A federal jury said Wednesday DuPont should pay both compensatory and punitive damages for dumping into the Ohio River one of its chemicals used in the production of Teflon. The case involves a man who blames those actions for his testicular cancer.
The chemical is known as C8 and it is linked to a handful of cancers. There are more than 3,500 pending. The compensatory verdict was for $2 million and the hearing to determine the punitive award is set for for next month.
“Additional trials are expected, and they will be defended on an individual basis under the facts and circumstances of each case. This type of litigation typically takes place over many years, and interim results do not predict the final outcome of cases. It is important to note that DuPont is the named defendant in each of the cases and is liable for any judgment. We will have further comments when the trial is over,” says Cynthia Salitsky, Chemours Spokesperson.
DuPont subsequently spun off its chemical division into a company called Chemours that is supposed to be free from those liabilities that DuPont may suffer as a result of this case.
The case, heard in the US District Court in Columbus, is one of a handful selected by all sides as test cases to try and determine the extent to which DuPont may be liable. In July, a federal jury awarded $5.6 billion in compensatory damages and $500,000 in punitive damages to a different man who blamed the chemical agent for his testicular cancer. In October 2015, an Ohio woman got $1.6 million in compensatory awards for her kidney cancer but she got no punitive damages. DuPont is appealing that one.
Lawyers for the plaintiffs have argued that while DuPont first learned of the harmful effects of C8 in the 1960s, it did not inform the citizens of Ohio and West Virginia of those until 2012. They add that DuPont did know that the C8 led to certain cancers as early as 1988. It was then that its own scientists had run tests on rats and found that it produced a “slight” but “statistically significant” increase in the odds of getting testicular cancer.

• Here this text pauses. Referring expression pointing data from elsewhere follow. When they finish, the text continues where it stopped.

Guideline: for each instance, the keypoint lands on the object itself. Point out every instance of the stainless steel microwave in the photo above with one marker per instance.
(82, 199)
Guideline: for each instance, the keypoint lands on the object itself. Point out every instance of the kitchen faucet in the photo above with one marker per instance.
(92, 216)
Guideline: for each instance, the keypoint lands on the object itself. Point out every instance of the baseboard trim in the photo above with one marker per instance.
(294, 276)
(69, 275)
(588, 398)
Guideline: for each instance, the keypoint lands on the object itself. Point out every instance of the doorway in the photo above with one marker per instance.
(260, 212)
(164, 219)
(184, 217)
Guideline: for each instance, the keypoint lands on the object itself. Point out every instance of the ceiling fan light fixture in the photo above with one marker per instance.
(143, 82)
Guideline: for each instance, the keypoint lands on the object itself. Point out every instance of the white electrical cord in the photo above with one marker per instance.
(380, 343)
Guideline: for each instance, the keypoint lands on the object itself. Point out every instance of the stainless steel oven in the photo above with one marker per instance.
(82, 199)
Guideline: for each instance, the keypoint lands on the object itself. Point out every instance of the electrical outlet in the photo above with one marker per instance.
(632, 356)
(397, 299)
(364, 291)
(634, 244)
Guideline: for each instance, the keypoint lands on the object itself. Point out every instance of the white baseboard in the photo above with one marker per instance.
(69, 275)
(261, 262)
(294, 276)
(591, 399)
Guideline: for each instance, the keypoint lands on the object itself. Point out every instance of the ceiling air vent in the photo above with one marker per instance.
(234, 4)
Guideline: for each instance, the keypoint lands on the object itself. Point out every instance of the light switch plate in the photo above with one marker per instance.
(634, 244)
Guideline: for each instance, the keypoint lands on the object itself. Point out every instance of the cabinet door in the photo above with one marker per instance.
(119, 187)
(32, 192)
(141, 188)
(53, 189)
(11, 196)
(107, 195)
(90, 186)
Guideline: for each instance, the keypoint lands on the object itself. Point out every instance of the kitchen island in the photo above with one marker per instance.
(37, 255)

DuPont, conversely, argued that it put in place safeguards to capture and isolate the C8 compound — and that it cannot be definitively and directly linked to the cancers for which DuPont is now accused.
The case decided Wednesday is the third of six so-called bellwether cases – three from the plaintiffs and three from the defense — to try and resolve what will happen to the remaining 3,500 law suits.
A lawyer who had once represented DuPont told this writer that the company absolutely does not believe there is a connection between C8 and the cancers. In fact, C8 is in nearly every human, in negligible amounts. Where DuPont “screwed up,” the lawyer adds, is that it had agreed to let a panel of independent scientists draw conclusions based on “statistics” and not “science.”
DuPont was first sued over this issue in 2001. As part of a settlement that occurred in 2005, both sides agreed that the C8 chemical would be studied by three scientists. Beginning in 2011 and throughout 2012, those experts concluded that C8 was “more likely than not” to cause such conditions as ulcerative colitis, kidney cancer, thyroid disease and testicular cancer.
For example, the attorney says that the scientists concluded that there is a link between C8 and high cholesterol. But yet, it found no connection between C8 and heart disease.